On the flipside, the “cobbler’s children have no shoes” argument no longer works – you need to demonstrate the value of your tool yourself.

If you are a targeted account advertising solution, then you better have the #1 targeted account advertising program.

If you are a content marketing resource center, you better have the #1 content marketing resource center.

Many things contributed to HubSpot’s growth (and as I write this today $3.15B market cap), but the tipping point came when Mike Volpe’s marketing team worked with David Cancel’s product team to ensure that HubSpot was using its very own product to the max to drive results.

#3 - Know your customer (talk to them, a lot!)

I have covered this separately here – Arms Tied Behind My Back, If I Could Do Only One Marketing Activity, It Would be This.

These customer interviews are not only going to provide the key insights around identifying your movement, but they are also going to provide the foundational pieces for a content program that can scale.
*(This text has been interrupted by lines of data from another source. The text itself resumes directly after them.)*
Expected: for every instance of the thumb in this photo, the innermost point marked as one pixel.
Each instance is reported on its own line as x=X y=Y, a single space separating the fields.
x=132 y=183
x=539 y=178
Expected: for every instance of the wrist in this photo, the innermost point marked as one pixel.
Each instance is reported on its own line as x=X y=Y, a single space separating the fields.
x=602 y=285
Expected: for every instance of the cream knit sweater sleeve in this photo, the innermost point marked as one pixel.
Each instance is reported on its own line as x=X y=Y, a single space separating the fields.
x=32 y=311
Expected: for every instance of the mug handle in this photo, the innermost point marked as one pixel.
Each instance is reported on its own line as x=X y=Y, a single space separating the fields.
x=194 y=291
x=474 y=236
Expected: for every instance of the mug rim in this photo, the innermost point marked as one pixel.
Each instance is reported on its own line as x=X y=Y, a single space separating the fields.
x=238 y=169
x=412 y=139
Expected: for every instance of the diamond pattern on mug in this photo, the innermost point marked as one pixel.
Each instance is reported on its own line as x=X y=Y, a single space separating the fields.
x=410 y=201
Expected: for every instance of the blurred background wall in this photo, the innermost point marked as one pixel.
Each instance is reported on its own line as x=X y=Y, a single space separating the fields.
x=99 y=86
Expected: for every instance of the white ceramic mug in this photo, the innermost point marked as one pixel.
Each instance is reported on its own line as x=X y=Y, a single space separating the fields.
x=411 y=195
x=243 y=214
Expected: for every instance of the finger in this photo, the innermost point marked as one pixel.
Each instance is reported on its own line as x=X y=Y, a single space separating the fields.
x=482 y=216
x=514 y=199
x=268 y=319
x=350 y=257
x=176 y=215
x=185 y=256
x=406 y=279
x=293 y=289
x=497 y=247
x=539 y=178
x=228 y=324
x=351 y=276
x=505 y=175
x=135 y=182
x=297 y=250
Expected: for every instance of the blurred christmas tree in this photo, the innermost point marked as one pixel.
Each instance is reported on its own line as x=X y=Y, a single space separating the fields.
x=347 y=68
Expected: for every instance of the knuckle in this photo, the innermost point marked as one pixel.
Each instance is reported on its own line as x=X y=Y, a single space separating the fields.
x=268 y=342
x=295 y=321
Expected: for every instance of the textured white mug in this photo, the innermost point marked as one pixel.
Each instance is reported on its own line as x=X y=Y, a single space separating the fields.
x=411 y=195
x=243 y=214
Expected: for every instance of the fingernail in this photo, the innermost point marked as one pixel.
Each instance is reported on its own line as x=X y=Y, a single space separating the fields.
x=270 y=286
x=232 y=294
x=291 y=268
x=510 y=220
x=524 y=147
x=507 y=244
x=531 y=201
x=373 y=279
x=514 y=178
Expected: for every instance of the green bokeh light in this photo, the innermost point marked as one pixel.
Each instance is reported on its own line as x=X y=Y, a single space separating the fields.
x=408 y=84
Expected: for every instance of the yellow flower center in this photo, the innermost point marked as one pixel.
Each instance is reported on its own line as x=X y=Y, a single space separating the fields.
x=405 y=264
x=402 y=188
#4 - Build the right content in the right way

Content is key, we all know that. The differentiator comes in building the right content across the entire buying process, in the right way. Some key points here:

  • Podcasts can be a great way to bring your brand personality to life, and communicate it to a wide audience. The best podcasts are going to tap into the Movement from #1 so that they can 1) Step outside of your product story but at the same time and 2) Connect back, emotionally, to what you do. For more on this check out the great Jay Acunzo’s Unthinkable.

  • Use case driven content can simultaneously fuel SEO and the sales team, while helping your buyer
  • Customer stories (in multiple formats, and increasingly audio & video) can authentically help your buyers while continuously reinforcing the value of what you do, and your product’s credibility for having done it
  • Build late stage content that answers specific buyer questions. The format here can be as simple as blog posts. The ultimate measure for this content: is it helping your sales team to close deals?
  • Apply your content production at scale – transcribed webinars, repurpose to blog posts, package blog posts to longer form content, etc.

#5 - Be as targeted as possible to reach your audience

If there’s one lesson from Account Based Marketing (which I may sometimes poke fun at), it’s to be as targeted as possible to relate to and stand out for your audience.  For some, that will be a vertical strategy. For others, technographics is increasingly an effective technique if you can identify other tech communities that you want to spawn off of.

Work with sales to identify the right accounts and the right approach for reaching those accounts with an integrated approach.  See my Stop debating Inbound vs. ABM and start integrating your marketing (& that means with sales too) for five specific techniques for doing this that I shared at last month's Engagio user group meeting.

#6 - Affiliate yourself with great brands or partners to scale demand more quickly

This could mean co-marketing programs with larger partners whose users are your target audience. Or if that’s not possible, it could mean featuring those companies or people as part of your content - in depth stories on how they became successful, interviews with influential team members.

#7 - Experiment, measure & continuously improve

The aforementioned Drift team, Jay Acunzo and Mike Volpe are all excellent at reminders at a few key points: there is no silver bullet; the techniques that are effective for you are going to be based on your business, not someone else; and there are no true best practices because you want to do things that are unique and stand out and work for you, not what “everyone else is doing”.

Take a moment to hear it from Mike:

So the real takeaway is – you need to experiment and figure out what works for you. Experiment, measure (so you can identify what has potential, and make bigger bets) and continuously improve.

The pic to start this article was a busy hallway shot to kickoff the show, but there’s also gonna be quiet times like this one here at the morning of Day 3. The vendors that stand out from the crowd are going to do so because they are different and not the same.